Her spirit buoyed by that transformation, Shocked relied heavily on her newfound faith during the crisis that followed. For three years, starting in 1993, she was locked in an emotionally draining legal battle with her record company, which was just resolved this spring when she won her freedom.

That struggle put Shocked's album, Kind Hearted Woman, in limbo for three years. It will finally be released this fall.

"At first, the label claimed that the fight was over creative control," says Shocked. "They said Kind Hearted Woman was "stylistically inconsistent." But later they admitted that they were never going to promote the record properly because I had negotiated too good a deal for myself -- I wasn't going to be a record-company slave, and they don't like that."

In the interim, Shocked spent her own money to produce CDs of her spare, guitar-and-voice homemade tape of Kind Hearted Woman, and sold them at her shows.

In September 1994, Shocked brought her joyous, gospelized, roots-rocking celebration to the Majestic in Detroit. Onstage, the songs that sounded so somber and pensive on the home tape crackled with transcendent, full-bodied vigor. The show lasted more than three hours, and Shocked has never rocked harder, or with more assurance.

Lyrically, Kind Hearted Woman is a stark, emotionally harrowing -- but ultimately cleansing --rural Americana song cycle about death and redemption. In "Stillborn," a grief-stricken mother numbly sings a lullaby to her stillborn child. In "Homestead," a 35-year-old prairie widow hunkers down with a weary resolve. "Winter's Wheat" finds a farmer agonizingly waiting for the long-overdue thrasher to arrive while his grain is "groaning on the stem."
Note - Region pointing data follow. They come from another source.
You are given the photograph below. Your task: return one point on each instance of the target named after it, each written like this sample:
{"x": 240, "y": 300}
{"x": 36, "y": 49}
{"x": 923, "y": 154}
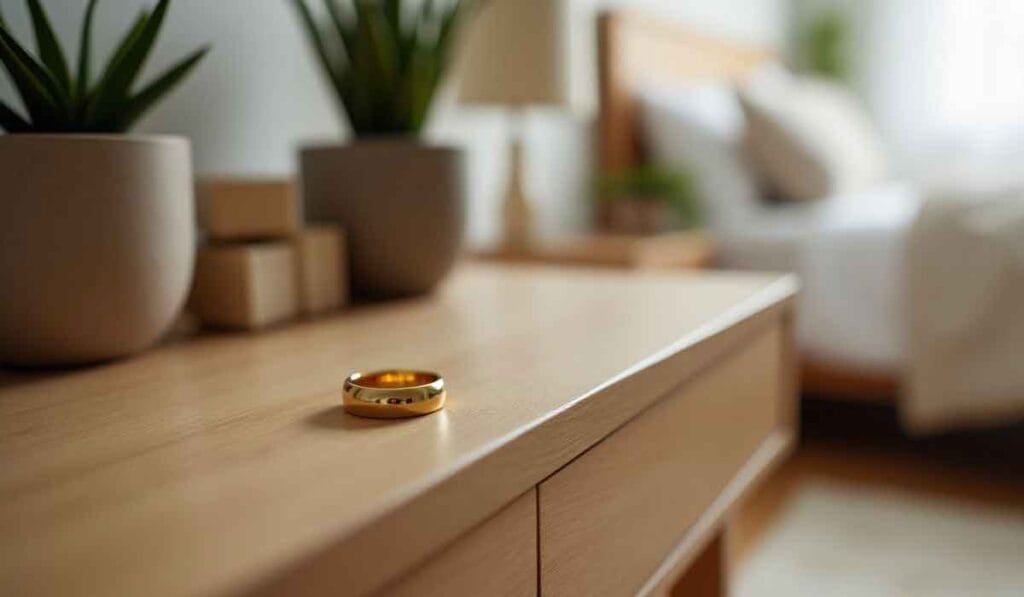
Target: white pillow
{"x": 700, "y": 129}
{"x": 809, "y": 138}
Shocked's spiritual conversion actually can be traced to her fascination with minstrelsy, which "is the source of so much contemporary popular music," says Shocked.

"It all started when Europeans encountered the black gospel experience for the first time. That's why I was in that church in L.A. to begin with -- I was researching this great wellspring of popular music."

Jokingly she adds: "I guess I just went one Sunday too many."